When Jiménez was young, the Matsés still lived in voluntary isolation from modern civilization. It’s 2018, though, and the phone has become a critical tool for recording and sharing information, even in this isolated forest of the Yavarí River basin.
Pairing youth with experience
Jiménez, César Nacua Uaqui Canshë, and other Matsés elders are partnering with younger members of their tribe and several North American herpetologists to survey the amphibians and reptiles of their traditional homelands, which straddle the border between Peru and Brazil.
The Matsés Comprehensive Herpetological Inventory aims to document the identity and location of the region’s reptiles and amphibians, especially the presence of lesser-known species, by piloting the use of smartphone cameras by the people who live in this forest.
Each field team pairs the knowledge the participating elder has gained from his decades of living in the rainforest with the enthusiasm and greater technological savvy of the boys and girls of his village. Although the Matsés elders don’t have an interest in using the phone cameras themselves, said David Fleck, field coordinator for the non-profit Acaté Amazon Conservation, “the younger Matsés team members are quite adept at using them and work in the project as principal photographers and to record the elders’ knowledge.”

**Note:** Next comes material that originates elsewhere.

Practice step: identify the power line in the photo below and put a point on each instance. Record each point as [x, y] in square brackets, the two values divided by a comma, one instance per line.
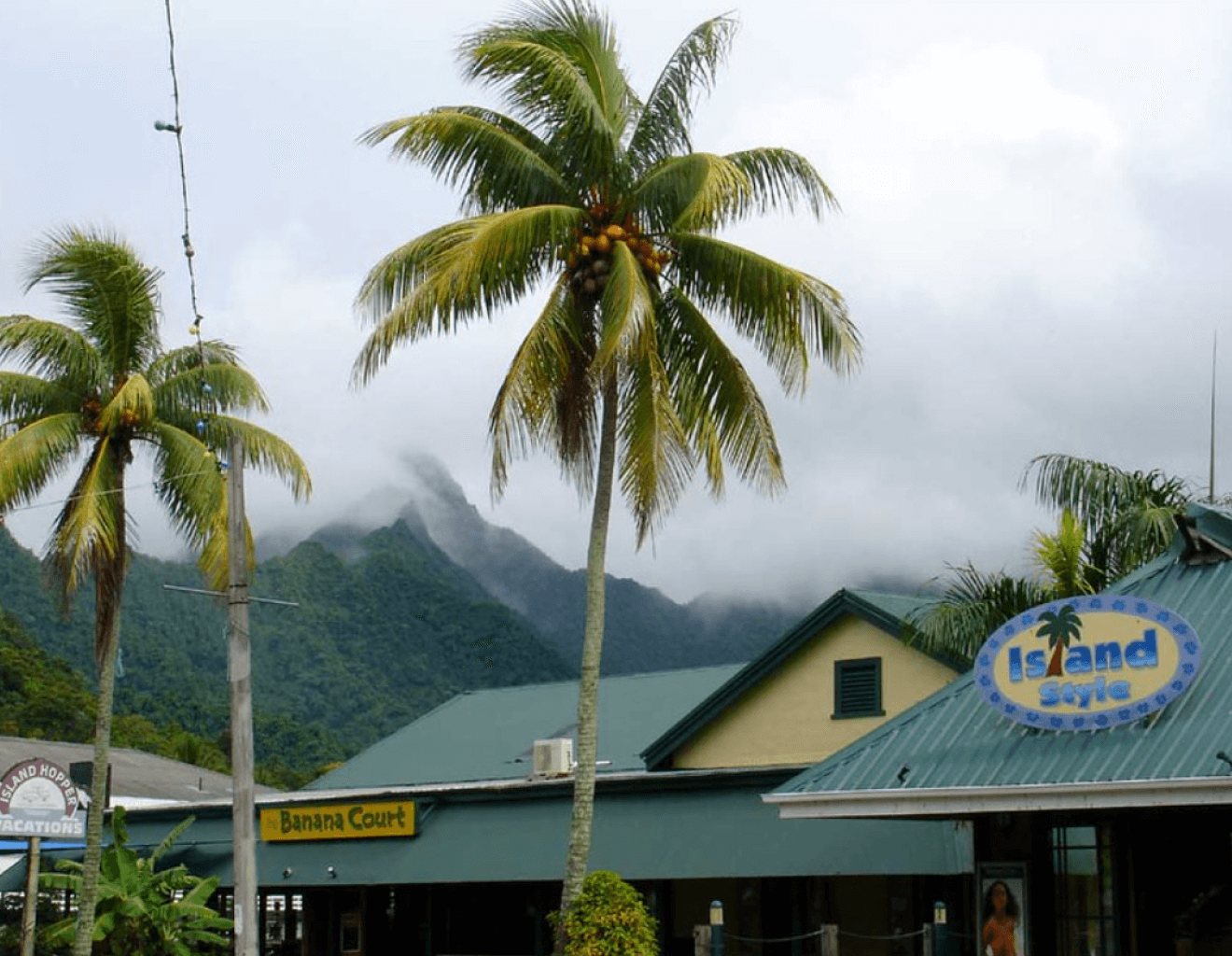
[177, 128]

Many young Matsés already own cheap cellphones, Fleck told Mongabay, even though they lack coverage in their villages and across most of their territory. They use the phones to share and listen to music, watch short videos, and take and store photos.
The elders and youths capture, photograph and release the animals, and they share the images with the North American scientists.
José Padial, a herpetologist and research associate at the New York-based American Museum of Natural History, told Mongabay he had received many interesting pictures from the Matsés and had begun to work on identifying them. “Some of them were readily identifiable,” he said, “others are part of species complexes … we know they are new species, yet we need to do quite a lot of work to know what is what.”
The most striking, he said, was a new species of Hypsiboas, “a beautiful treefrog that belongs to … a small group of frogs with bright light green transparent skins — you can see some of their organs through the skin — that live through the lowland Amazonian forests. The Matsés found individuals of a species that was not known to me or my colleagues.”
The Matsés have also found a new species of salamander in the genus Bolitoglossa, several records of species in new areas, and the species of toad that bears their name: Amazophrynella matses.
A long-term inventory
The Matsés territory is vast, extending more than 12,000 square kilometers (4,600 square miles) — an area twice the size of Everglades National Park — and comprises a mix of ecosystems, including upland and floodplain forests, swamps, and the largest expanse of white-sand forest in the Amazon. This unique forest type supports numerous species that specialize on white-sand forests or other nutrient-poor forest types in the Amazon.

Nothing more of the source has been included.